Attackers using Joomla servers with a vulnerable Google Maps plugin installed are launching distributed denial of service (DDoS) attacks, using reflection techniques.
Reflection DDoS attacks each take advantage of an Internet protocol or application vulnerability that allows DDoS attackers to reflect malicious traffic off a third-party server or device, hiding their identities and amplifying the amount of attack traffic in the process.
In this case, the company was able to identify more than 150,000 potential Joomla reflectors on the Internet.

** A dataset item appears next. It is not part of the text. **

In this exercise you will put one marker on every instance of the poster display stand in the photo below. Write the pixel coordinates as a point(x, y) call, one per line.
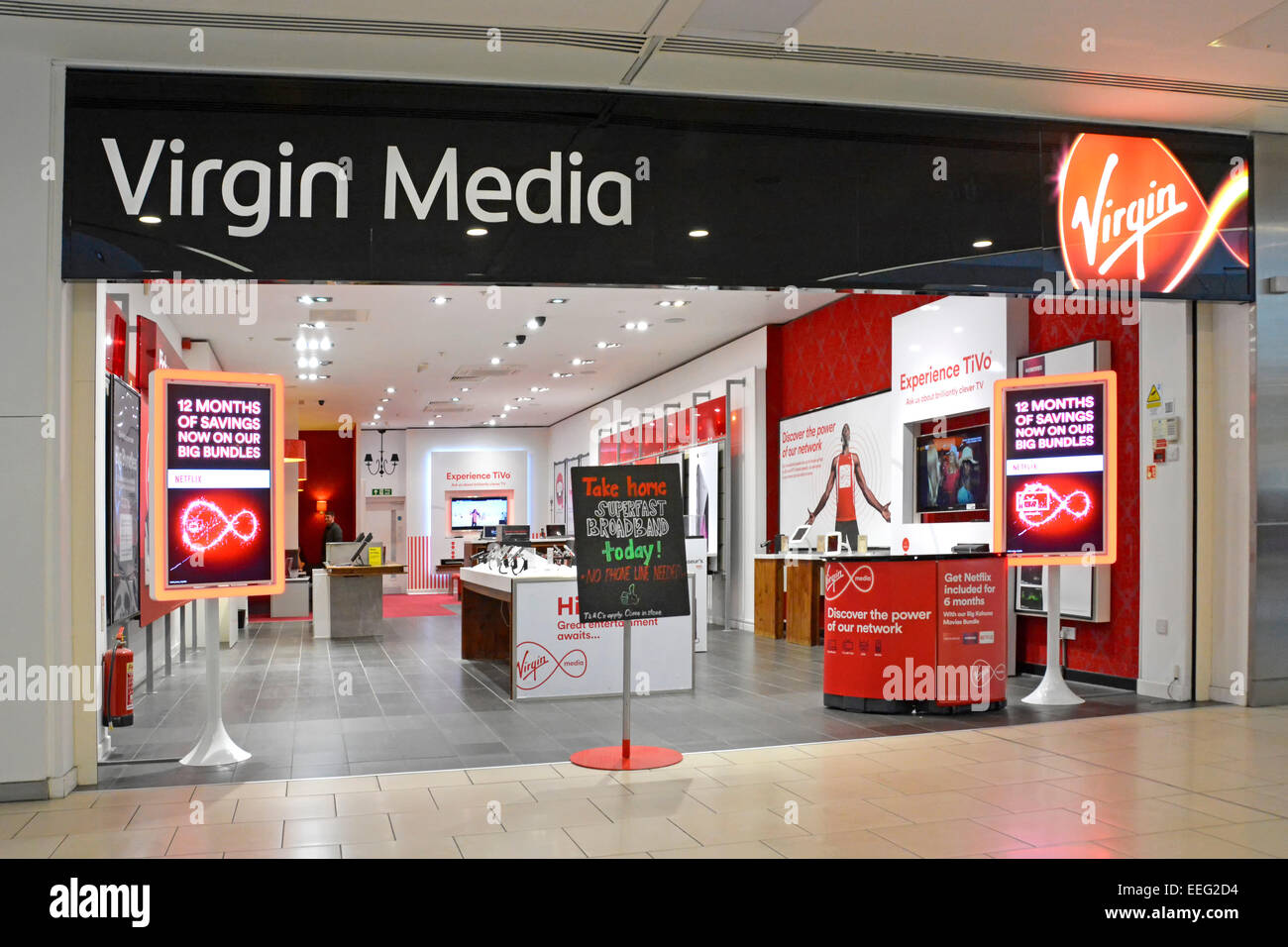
point(1055, 457)
point(218, 509)
point(1054, 692)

Although many of the servers appear to have been patched, reconfigured, locked or have had the plugin uninstalled, others remain vulnerable to use in the DDoS attacks.
"Vulnerabilities in web applications hosted by software-as-a-service providers continue to provide ammunition for criminal entrepreneurs,” said Stuart Scholly, senior vice president and general manager for the Security Business Unit at Akamai, in the advisory. “Now they are preying on a vulnerable Joomla plugin for which they've invented a new DDoS attack and DDoS-for-hire tool.”
In this case, Akamai said that a known vulnerability in a Google Maps plugin for Joomla allows the plugin to act as a proxy, or an intermediary server that processes a request and returns the result on behalf of someone else. Attackers spoof (fake) the source of the requests, causing the results to be sent from the proxy to someone else —i.e., to their denial-of-service target. The true source of the attack remains unknown, because the attack traffic appears to come from the Joomla servers.
“This is one more web application vulnerability in a sea of vulnerabilities —with no end in sight,” Scholly said. “Enterprises need to have a DDoS protection plan in place to mitigate denial-of-service traffic from the millions of cloud-based SaaS servers that can be used for DDoS."
With cooperation from PhishLabs' R.A.I.D, Akamai’s Prolexic Security Engineering & Research Team (PLXsert) matched DDoS signature traffic originating from multiple Joomla sites, which indicates vulnerable installations are being used en masse for reflected GET floods, a type of DDoS attack.
“Observed attack traffic and data suggest the attack is being offered on known DDoS-for-hire sites,” the firm reported.
PLXsert added that it mitigated a DDoS attack like this on behalf of an Akamai customer back in November, where the majority of the top attacking IP addresses originated from Germany. The same IP addresses that participated in this attack have participated in DDoS attacks against other Akamai customers in the industries of hosting, entertainment and consumer goods.
Refection-based DDoS attacks continue to gain in popularity. In the fourth quarter of 2014, Akamai's PLXsert count that 39% of all DDoS attack traffic employed reflection techniques.